The market-friendly solution: Seeking alternative sources
The price cap policy would not put Russia under the immediate fiscal stress many expect, nor can markets be expected to interpret a potential cap the way the Biden administration might want them to. Without the coordinated rationing of Russian oil imports by everyone, including buyers such as India and China, the cap could be a signal for demand to increase outside of markets engaged in sanctioning Russia and for non-Russian supply to decrease (as those suppliers couldn’t compete).
Clearly, the measure of this policy’s success must be its fiscal impact on Russia. But that battle has already been lost, for this year at least. The Russian Ministry of Finance has already cleared expected oil and gas revenues for this year based on last year’s budget projections. To date, it’s reporting gross revenues of $190 billion, of which $153 billion is attributable to oil and gas. That’s even with an appreciated ruble (which means export income converts less favorably). Russia’s brazen behavior in reducing gas flows to Europe should be seen in this context: It can do just fine without the additional income.
Russia is already selling oil at a discount. In combination with surging demand, which is three to four times higher than pre-COVID-19 trends would have suggested, the uncertainty around the supply of Russian oil has driven prices up across all benchmarks. Yet Russia’s Urals blend is around $80 per barrel, while the more widely traded Brent is currently assessed at over $119. The effects of some traders shunning Russian oil, and the EU’s progressive ban on seaborne exports, are already at work. A cap would have to push this price further down, to the marginal cost of production at $45, precisely as global prices rise.
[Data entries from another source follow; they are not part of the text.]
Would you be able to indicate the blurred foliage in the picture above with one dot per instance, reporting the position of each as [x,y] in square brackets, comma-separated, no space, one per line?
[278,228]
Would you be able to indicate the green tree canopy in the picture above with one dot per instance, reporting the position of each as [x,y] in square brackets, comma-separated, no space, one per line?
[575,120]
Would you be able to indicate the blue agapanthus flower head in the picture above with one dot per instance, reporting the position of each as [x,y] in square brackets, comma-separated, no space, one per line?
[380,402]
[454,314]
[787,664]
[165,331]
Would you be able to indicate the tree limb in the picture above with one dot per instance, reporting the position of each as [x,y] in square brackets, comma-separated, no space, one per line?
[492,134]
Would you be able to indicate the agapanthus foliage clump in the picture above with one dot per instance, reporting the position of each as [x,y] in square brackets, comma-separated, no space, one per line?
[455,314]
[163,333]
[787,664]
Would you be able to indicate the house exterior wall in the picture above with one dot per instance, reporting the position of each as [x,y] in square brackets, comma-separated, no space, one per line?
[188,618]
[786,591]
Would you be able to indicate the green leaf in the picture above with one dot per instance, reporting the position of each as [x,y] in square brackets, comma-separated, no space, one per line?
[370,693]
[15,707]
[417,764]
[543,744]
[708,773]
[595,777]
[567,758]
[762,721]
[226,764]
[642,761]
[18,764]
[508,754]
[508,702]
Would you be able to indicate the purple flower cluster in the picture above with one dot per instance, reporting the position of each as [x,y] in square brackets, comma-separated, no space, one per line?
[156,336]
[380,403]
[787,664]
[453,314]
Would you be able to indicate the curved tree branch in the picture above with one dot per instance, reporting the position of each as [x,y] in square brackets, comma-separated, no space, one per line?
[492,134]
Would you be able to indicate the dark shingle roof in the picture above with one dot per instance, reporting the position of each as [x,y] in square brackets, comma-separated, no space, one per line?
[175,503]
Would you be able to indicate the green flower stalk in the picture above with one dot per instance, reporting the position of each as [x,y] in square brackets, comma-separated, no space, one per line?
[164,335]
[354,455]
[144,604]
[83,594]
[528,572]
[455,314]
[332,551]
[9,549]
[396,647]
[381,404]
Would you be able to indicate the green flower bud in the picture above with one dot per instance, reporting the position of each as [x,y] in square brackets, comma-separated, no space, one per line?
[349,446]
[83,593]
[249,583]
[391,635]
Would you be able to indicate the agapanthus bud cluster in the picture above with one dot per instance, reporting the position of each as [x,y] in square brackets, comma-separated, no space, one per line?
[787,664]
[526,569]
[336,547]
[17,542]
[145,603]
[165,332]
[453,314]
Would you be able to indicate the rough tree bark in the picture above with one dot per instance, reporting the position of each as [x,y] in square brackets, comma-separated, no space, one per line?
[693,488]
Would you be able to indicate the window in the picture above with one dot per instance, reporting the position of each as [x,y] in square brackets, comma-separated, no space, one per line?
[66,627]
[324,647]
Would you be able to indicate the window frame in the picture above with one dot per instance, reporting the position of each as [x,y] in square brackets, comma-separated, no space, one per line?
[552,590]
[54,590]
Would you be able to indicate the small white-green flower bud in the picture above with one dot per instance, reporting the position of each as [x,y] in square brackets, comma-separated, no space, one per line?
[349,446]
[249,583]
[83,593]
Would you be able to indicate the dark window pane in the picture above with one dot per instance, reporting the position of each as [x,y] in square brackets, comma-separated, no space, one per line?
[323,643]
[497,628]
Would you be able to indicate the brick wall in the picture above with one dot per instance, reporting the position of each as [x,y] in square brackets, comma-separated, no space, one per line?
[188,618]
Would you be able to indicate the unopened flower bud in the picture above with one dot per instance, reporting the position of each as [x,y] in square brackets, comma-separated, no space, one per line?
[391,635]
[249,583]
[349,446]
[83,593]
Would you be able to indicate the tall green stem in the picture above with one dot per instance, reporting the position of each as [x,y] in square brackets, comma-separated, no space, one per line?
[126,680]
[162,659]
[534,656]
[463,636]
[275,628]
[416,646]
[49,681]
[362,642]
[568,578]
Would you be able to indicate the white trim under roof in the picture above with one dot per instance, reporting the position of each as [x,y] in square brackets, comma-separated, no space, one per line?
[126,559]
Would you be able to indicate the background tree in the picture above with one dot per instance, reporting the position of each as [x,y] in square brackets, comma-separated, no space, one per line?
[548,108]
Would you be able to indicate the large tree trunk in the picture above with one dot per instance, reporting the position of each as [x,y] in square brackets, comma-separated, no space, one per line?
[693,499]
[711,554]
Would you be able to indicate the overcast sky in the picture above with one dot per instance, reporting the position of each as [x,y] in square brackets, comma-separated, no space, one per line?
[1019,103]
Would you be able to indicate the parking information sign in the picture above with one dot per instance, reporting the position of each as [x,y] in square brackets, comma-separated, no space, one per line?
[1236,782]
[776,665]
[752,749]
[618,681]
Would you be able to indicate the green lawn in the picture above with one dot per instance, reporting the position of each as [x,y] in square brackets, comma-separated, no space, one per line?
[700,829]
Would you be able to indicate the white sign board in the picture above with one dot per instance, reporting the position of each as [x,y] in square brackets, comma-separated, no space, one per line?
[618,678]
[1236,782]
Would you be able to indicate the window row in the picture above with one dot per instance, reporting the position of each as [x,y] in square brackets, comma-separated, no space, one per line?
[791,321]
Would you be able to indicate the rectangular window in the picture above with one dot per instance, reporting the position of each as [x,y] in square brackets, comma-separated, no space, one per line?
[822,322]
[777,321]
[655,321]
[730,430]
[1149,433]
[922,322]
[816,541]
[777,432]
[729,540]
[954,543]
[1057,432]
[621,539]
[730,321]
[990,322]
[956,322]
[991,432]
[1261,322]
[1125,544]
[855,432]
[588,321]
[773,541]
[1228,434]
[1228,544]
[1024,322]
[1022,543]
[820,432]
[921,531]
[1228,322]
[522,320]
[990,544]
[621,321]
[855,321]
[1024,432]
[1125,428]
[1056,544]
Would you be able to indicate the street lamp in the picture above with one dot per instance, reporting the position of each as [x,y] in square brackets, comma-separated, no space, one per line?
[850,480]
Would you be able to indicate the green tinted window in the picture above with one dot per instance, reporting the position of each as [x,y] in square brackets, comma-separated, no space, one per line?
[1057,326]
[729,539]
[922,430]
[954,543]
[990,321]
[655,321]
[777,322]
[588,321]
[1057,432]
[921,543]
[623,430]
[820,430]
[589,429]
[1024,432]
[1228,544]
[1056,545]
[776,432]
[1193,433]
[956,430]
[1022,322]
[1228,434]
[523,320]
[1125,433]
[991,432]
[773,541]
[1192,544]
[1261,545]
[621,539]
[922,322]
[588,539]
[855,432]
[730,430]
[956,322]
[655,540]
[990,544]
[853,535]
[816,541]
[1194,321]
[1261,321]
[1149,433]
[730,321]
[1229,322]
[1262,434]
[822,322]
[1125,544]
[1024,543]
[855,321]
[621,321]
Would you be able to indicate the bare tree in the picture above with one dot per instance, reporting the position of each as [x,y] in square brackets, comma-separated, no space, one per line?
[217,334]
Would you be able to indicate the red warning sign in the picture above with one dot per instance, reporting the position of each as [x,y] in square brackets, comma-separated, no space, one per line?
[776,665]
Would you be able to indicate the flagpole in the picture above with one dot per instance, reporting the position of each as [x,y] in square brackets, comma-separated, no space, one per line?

Implementing a cap via insurance markets, which appears to be under discussion, could also distort these markets to the extent that the policy becomes ineffective. If the price of non-Russian crude skyrockets due to some perception of a future shortage, then risking the penalty for violating sanctions may still make economic sense for some insurers (otherwise, they would be issuing enormous liability coverage on oil that is priced well above the current $119 per barrel). The liability for Russian oil priced above the cap but below market prices would be much lower. Such distortions are not necessarily rare; policymakers simply need to bear in mind that putting the burden of implementation on the insurance market creates a new opening for sanctions evasion.
These daunting knock-on effects should give us pause and make us consider approaches that work with markets, rather than against them. S&P Global data on Russian exports for the month of June now show around 3.9 million barrels per day of seaborne exports, whereas European pipeline imports are around 1.3 million barrels per day. This puts volumes in net crude trade above pre-war levels. A sustainable strategy would require a combination of new sources of supply (which US President Joe Biden’s July trip to the Middle East may be aimed at) and market-led demand reduction.
—Mark Mozur is a market analyst for S&P Global Commodity Insights. The views expressed are strictly his own.